You see, there is a secret part in each of us that can never be known, or named, or put into language. In your aloneness, you must have the courage and confidence to keep with this invisible company. When Rumi said, “I am a naked man standing in a mine of rubies”, he was speaking to the precious place of solitude, a place rich and abundant.
Do not then let your aloneness be full of distances and deficiencies. Rather, be intimate in your solitude. Take it as an invitation to move closer to the thing that you may have avoided and feared for so long. It is an invitation to belong to something enduring, essential and vital within you. It is something you may feel so deep in your body that it connects you to a body bigger and wider than your own, to love’s own body, the gaia, the body of Christ, the corporation of all beings. Like caulk or glue or rubber cement, aloneness becomes a kind of adhesive binding you together. By this you form a bond, a yoga, that stays with you wherever you go. It is a bond that can never be broken. And ultimately, it is the bond that holds you and I together.
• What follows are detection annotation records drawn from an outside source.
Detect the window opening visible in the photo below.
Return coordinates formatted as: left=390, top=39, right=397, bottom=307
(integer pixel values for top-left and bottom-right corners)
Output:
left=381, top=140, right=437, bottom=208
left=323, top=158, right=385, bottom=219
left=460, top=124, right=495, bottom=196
As she sleeps, I hold her hand. At 91, her skin is as delicate as the silky sheath that surrounds the pupa of a gestating butterfly. There are moments when she opens her eyes to let in the smallest band of light, like slits in the blinds pulled down over her bedroom window. When she looks out she is still looking in. Whether her eyes are opened or closed, her consciousness seems to have slipped away like an escaped helium balloon from a child’s unknowing hand. She is becoming part of the infinite that surrounds us and moves through us all. It is a process that we rarely see– and routinely fear– until we drop everything we are doing and sit by its side and pay homage to its mighty presence.